Cardiac output: stroke volume * Heart rate
Stroke volume: End-diastolic volume - end-systolic volume
AKA: CO = (EDV - ESV) * HR
The Frank-Starling principle states that the more the left ventricle is stretched, the more forceful the contraction and thus the greater volume of blood leaving the ventricle. This principle is thus based on the length-tension relationship. An increase in preload (EDV) is directly influenced by the heart volume and venous return of blood to the heart.
True or false? The same muscle(s) is used during breathing at rest and during exercise.
False
The diaphragm is used at rest, but the diaphragm, pectoralis major/minor, scalene, sternocleidomastoid, and intercostal muscles are involved to facilitate airflow in.
What is spirometry?
Using a spirometer to measure lung volumes.
What is the Fick equation for oxygen uptake (VO2)

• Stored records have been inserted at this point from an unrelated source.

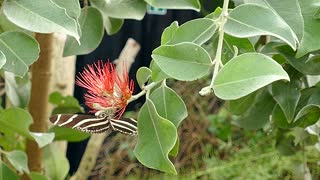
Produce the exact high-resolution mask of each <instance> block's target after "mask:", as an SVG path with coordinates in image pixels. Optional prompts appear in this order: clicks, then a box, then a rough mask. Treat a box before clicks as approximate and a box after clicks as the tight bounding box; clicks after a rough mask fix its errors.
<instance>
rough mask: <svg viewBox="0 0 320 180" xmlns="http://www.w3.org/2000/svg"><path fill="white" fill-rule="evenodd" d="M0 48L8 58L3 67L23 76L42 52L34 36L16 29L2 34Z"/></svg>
mask: <svg viewBox="0 0 320 180" xmlns="http://www.w3.org/2000/svg"><path fill="white" fill-rule="evenodd" d="M0 50H1V51H2V52H3V54H4V55H5V57H6V59H7V61H6V63H5V65H4V66H3V67H2V68H3V69H4V70H6V71H10V72H13V73H14V74H16V75H18V76H21V77H22V76H24V75H25V73H26V72H28V69H29V65H31V64H32V63H34V62H35V61H36V60H37V59H38V57H39V52H40V48H39V44H38V43H37V41H36V40H35V39H34V38H33V37H31V36H29V35H27V34H25V33H22V32H14V31H13V32H5V33H2V34H0Z"/></svg>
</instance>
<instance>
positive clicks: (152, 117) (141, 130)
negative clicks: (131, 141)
mask: <svg viewBox="0 0 320 180" xmlns="http://www.w3.org/2000/svg"><path fill="white" fill-rule="evenodd" d="M138 129H139V131H138V142H137V144H136V147H135V148H134V154H135V155H136V157H137V159H138V160H139V162H141V163H142V164H143V165H145V166H147V167H149V168H153V169H158V170H160V171H164V172H167V173H174V174H176V173H177V172H176V170H175V168H174V166H173V164H172V162H171V161H170V160H169V158H168V154H169V152H170V151H171V149H172V148H173V147H174V145H175V143H176V141H177V130H176V127H175V126H174V124H173V123H172V122H170V121H168V120H167V119H164V118H162V117H161V116H160V115H159V114H158V113H157V111H156V107H155V106H154V104H153V102H152V101H151V100H149V99H147V100H146V102H145V104H144V105H143V106H142V108H141V109H140V112H139V116H138Z"/></svg>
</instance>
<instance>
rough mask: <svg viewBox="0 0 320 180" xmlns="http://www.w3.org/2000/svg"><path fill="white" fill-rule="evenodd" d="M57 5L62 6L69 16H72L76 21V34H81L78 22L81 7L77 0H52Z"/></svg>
mask: <svg viewBox="0 0 320 180" xmlns="http://www.w3.org/2000/svg"><path fill="white" fill-rule="evenodd" d="M52 1H53V2H54V3H55V4H57V5H58V6H60V7H62V8H64V9H65V10H66V13H67V15H68V16H69V17H71V18H73V19H74V20H75V21H76V23H77V31H78V34H79V35H81V29H80V24H79V21H78V20H79V17H80V14H81V7H80V1H79V0H68V1H65V0H52Z"/></svg>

VO2 = HR * (end diastolic volume - end systolic volume) * (artial oxygen content - venous oxygen content
Relay the heart’s conduction pathway
The conduction system of the heart. Left: Normal excitation originates in the sinoatrial (SA) node then propagates through both atria. The atrial depolarization spreads to the atrioventricular (AV) node, and passes through the bundle of His to the bundle branches/Purkinje fibers.
How does lactate clearance relate to conditioning in individuals?

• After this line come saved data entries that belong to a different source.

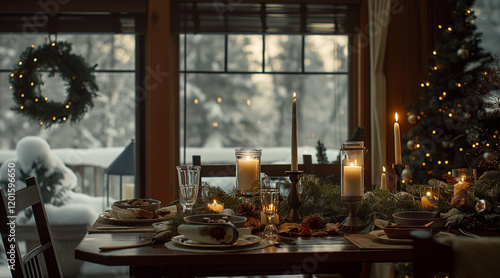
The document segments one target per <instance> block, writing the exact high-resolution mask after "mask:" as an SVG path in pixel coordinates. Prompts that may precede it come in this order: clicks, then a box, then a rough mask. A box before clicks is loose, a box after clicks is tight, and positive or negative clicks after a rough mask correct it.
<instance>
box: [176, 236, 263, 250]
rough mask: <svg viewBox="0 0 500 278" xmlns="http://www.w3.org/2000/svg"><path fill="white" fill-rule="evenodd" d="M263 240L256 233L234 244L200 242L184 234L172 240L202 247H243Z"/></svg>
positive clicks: (177, 241)
mask: <svg viewBox="0 0 500 278" xmlns="http://www.w3.org/2000/svg"><path fill="white" fill-rule="evenodd" d="M261 240H262V238H261V237H260V236H256V235H246V236H242V237H240V238H239V239H238V240H237V241H236V242H235V243H233V244H232V245H228V244H205V243H201V242H198V241H196V240H191V239H188V238H186V237H185V236H184V235H178V236H175V237H173V238H172V241H173V242H175V243H178V244H180V245H184V246H190V247H202V248H232V247H243V246H249V245H253V244H257V243H259V242H260V241H261Z"/></svg>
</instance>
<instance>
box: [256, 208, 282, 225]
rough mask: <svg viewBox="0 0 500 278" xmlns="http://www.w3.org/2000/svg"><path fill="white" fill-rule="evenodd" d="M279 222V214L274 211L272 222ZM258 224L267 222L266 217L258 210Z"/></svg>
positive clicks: (266, 217)
mask: <svg viewBox="0 0 500 278" xmlns="http://www.w3.org/2000/svg"><path fill="white" fill-rule="evenodd" d="M279 223H280V216H279V215H278V214H277V213H276V214H275V215H274V218H273V224H275V225H278V224H279ZM260 224H261V225H266V224H267V217H266V214H265V213H264V212H263V211H261V212H260Z"/></svg>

What is the lactate threshold?
Individuals with more training tend to clear lactate faster than training novices. Lactate clearance is a good metric for recovery rates.
Lactate does not contribute to lower blood pH than other intermediates of glycolysis.
Lactate can be used in gluconeogenesis.
The lactate threshold is the exercise intensity or relative intensity at which blood lactate begins an abrubt increase above the baseline concentration, it represents an increase reliance on anaerobic mechanisms (50-60 in untrained, 70-80 in trained).
At what intensities of exercise are the following pathways used?
- Phosphagen
- Glycolytic
- Oxidative
- Phosphagen: high-intensity
- Glycolytic: moderate to high-intensity for short to medium duration
- Oxidative: low intensity of long duration
True or false? The higher the oxygen uptake the more fit a person is considered to be
True
Which of the following describes what a client would be doing to allow the oxidative system to contribute the greatest percentage toward total ATP production?
- Sitting quietly
- Walking
- Jogging
- Sprinting
Sitting quietly.
Novices use up oxygen quickly and switch over to anaerobic quickly. Trained individuals can use oxygen longer and more efficiently.